Oil prices to soften: analysts

Oil prices to soften: analysts
By Ryan Huang | Posted: 24 August 2011 0023 hrs

SINGAPORE: From the Arab Spring to the debt crises in Europe and the US, world events are conspiring to soften the outlook for oil prices.

It could not have come at a better time to help many economies recover.

Celebrations in Tripoli mark new freedoms for the people of oil rich Libya and anticipation that the country will regain its role as a major exporter to the world.

Goldman Sachs said production could recover more quickly than forecast and this should pressure prices downwards as world economic growth slows.

Dominic Schnider, head of commodity research at UBS, said: In the short run, let's say towards the end of the year, we have the potential that actually crude oil prices, when we talk about WTI, (will) head towards US$70. That would imply a drop in Brent prices towards US$90.
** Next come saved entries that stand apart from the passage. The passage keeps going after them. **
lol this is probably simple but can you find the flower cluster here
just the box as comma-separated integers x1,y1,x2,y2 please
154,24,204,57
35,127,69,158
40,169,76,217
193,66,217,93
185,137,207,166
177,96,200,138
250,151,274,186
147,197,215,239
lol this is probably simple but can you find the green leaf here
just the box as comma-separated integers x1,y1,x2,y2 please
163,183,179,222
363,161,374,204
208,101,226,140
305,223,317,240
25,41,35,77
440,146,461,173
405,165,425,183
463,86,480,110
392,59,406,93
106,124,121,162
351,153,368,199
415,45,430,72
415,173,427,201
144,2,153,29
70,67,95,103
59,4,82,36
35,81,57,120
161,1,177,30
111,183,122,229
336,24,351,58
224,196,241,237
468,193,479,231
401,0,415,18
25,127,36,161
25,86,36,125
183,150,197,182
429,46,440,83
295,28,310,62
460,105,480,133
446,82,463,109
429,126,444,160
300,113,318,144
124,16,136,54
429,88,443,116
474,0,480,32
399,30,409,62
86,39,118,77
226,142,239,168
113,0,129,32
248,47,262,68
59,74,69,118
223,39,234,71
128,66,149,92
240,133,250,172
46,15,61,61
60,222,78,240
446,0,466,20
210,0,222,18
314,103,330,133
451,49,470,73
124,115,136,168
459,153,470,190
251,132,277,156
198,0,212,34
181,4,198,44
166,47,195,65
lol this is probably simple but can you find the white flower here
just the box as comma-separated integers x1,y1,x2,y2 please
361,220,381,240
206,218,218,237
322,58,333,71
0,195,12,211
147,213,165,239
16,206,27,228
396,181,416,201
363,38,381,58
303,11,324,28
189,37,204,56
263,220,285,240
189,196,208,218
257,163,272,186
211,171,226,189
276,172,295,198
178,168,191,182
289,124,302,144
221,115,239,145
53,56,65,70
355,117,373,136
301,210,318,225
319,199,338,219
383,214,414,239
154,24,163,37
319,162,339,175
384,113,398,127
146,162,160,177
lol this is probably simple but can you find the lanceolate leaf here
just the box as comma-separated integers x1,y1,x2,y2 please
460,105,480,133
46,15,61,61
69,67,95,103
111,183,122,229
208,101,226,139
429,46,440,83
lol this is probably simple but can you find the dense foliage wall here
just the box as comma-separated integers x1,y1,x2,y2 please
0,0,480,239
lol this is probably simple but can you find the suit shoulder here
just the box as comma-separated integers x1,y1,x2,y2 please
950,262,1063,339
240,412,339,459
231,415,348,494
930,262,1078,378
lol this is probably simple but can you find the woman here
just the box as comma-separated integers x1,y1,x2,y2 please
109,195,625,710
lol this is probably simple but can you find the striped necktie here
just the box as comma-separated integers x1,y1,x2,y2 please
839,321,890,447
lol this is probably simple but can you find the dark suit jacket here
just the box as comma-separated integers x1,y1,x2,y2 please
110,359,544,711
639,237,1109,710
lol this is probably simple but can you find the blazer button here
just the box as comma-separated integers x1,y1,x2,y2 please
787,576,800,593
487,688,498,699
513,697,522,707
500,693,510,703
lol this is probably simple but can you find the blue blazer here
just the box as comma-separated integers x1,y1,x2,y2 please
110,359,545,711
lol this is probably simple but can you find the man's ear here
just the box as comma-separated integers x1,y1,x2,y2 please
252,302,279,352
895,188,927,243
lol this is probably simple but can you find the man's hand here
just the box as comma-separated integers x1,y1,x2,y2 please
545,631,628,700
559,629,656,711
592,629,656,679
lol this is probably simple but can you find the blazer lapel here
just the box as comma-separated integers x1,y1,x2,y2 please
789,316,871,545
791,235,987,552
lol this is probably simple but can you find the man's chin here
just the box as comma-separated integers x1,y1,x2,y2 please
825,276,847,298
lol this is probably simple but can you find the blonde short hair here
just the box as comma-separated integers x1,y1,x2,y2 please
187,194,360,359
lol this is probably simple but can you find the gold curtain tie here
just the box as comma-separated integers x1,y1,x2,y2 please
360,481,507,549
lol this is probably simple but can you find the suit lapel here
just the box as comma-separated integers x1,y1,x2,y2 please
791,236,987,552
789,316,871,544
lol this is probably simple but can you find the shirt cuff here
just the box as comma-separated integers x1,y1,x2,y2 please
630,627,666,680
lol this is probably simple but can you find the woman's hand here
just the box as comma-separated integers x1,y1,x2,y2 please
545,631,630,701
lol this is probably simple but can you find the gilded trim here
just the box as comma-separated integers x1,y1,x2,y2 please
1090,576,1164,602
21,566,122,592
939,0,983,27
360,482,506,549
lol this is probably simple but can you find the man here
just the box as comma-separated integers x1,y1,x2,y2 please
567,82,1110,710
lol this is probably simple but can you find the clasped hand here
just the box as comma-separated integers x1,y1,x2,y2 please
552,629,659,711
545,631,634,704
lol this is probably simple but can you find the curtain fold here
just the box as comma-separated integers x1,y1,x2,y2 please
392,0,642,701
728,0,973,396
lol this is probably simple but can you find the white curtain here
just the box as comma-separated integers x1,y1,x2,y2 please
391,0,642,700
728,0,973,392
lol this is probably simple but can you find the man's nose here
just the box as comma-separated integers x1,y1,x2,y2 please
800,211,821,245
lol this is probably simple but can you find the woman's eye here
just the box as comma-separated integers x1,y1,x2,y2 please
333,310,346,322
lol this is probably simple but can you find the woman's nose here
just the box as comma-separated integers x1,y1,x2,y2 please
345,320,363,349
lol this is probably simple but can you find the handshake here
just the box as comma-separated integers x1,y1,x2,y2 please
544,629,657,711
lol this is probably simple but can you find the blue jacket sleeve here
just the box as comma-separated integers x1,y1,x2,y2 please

"The weakness that we're likely to see is really related to the softness in demand. Economic activity could contract in one of the quarters, and I think that's going to weigh on overall crude oil consumption.

"So it's lower demand and the outlook that some of the Libyan problems that are likely to be solved and adding to additional supply that is likely to weigh on markets."

Oil prices spent most of the first half of this year above US$100 a barrel. That has hurt companies and consumers, and put some economies on course for recession.

The last few weeks, however, have witnessed a definitive move lower, with some analysts forecasting oil could drop to as low as US$70 in the short term.

Economists said a sustained drop in oil prices will help to buffer the turmoil in financial markets.

Leong Waiho, senior regional economist at Barclays Capital, said: "Refining centres in Asia and relatively industrialised economies in Asia will benefit the most.

"Singapore clearly fits into this camp with large refining presence ... for exports. But also the likes of Taiwan and Korea, which are relatively high on the energy intensity scale, will also stand to benefit significantly."

If oil prices remain low for the next six months, we could start to see lower petrol prices and electricity tariffs. For example, some expect petrol prices to drop as much as 10 percent over the next 12 months.